Jem removed her fingers from the cones and raised her arms above her head, as triumphant as Muhammad Ali after a knockout. The audience went nuts applauding for her. In fact, they gave her a standing ovation.
Then they kicked her off the show.
“Congratulations,” I told Jem, on our way back to the dressing rooms. “You scored one for romance.”
“I’m feeling very munificent after that little on-air revelation.” She leaned over and whispered in my ear. “You don’t have to apologize to me anymore for ‘sabotaging’ my first date with Carl, because if you hadn’t sent over the champagne . . . I’ll never know . . . maybe that was what clinched it for me . . . that he somehow knew what my favorite was. Get Nell and we’ll go to Pinky’s for a drink. My treat.”
I really wanted to take her up on it, but I hadn’t had the chance to see Jack one-on-one since Miami. “Tell you what,” I said, checking my watch. “I need to talk to Candy about a couple of things before we go. How about I meet you over there? If I’m not there by eleven o’clock, don’t wait; just go on home without me when you’re done.” I hugged her. She hugged back. Jem is not a hugger. At least she never used to be.

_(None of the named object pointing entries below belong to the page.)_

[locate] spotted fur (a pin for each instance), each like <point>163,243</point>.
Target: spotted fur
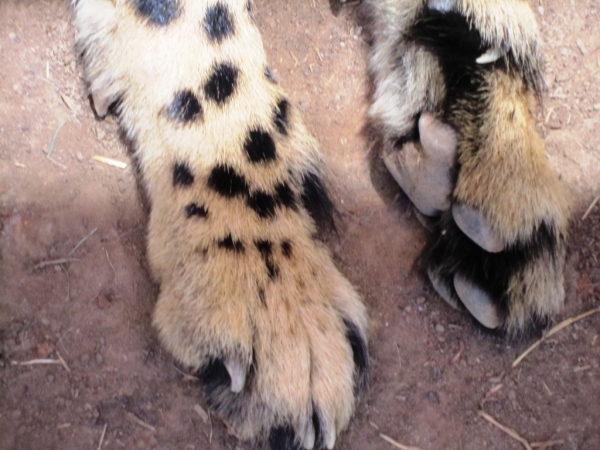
<point>424,61</point>
<point>248,297</point>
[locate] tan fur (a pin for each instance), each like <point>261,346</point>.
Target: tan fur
<point>209,303</point>
<point>509,180</point>
<point>504,172</point>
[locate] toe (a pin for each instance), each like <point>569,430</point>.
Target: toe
<point>477,228</point>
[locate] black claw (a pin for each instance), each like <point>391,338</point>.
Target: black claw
<point>360,353</point>
<point>319,438</point>
<point>283,438</point>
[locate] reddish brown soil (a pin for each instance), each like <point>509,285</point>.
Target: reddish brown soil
<point>432,369</point>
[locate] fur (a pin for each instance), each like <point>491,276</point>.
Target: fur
<point>424,61</point>
<point>248,297</point>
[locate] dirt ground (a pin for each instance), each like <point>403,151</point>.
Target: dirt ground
<point>432,369</point>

“I had been debating with myself whether to say something on live television about you playing Cupid. About how pissed off I was at you after my first date with Carl because I thought you were trying to screw up my chances on the show. Then I decided that would, to quote Nell, be ‘really bad karma all around,’ so I kept my mouth shut. There are some things not ev
eryone, and certainly not a gazillion Nielsen households, need to know.”
“Thank you. You know, I couldn’t be happier for you, Jem. And I’m really glad you don’t hate me.”
“I could never hate you, Liz. Want to snap your neck in half on occasion, but never hate you. God, we all had these grand idealistic, altruistic plans about what we would do with the money, back when we auditioned for the show. But face it, as much as we really believe we’d do something noble if we won the million dollars, it was still a get-rich-quick scheme.” Jem was brimming with “happy tears” I’d never seen her experience in all the years I’ve known her. “It stopped being about going for the money, Liz.” She held out her hands, fists closed. “Pick one,” she instructed me.
“Pick one?”
“Left hand is love. Right hand is money. Pick one.”
I looked at her face. Talk about glowing.
Jem looked me straight in the eye. “You didn’t pick a hand, Liz. Doesn’t matter, though—you should already know the answer.” She all but floated down the hall to her dressing room.
24/
Animal Instincts
Candy and I hung around our dressing room for a while, allowing everyone to leave the building before us. She was waiting for Allegra. I was waiting for Jack, but Candy didn’t know that. She thought I was waiting to speak with Rick. I didn’t correct her.
I counted on Allegra and Candy being too wrapped up in one another to pay much attention to my business. We jumped when there was a sharp knock on our dressing room door. I went to open it. Jack stood there with his brown leather bomber jacket draped over his arm.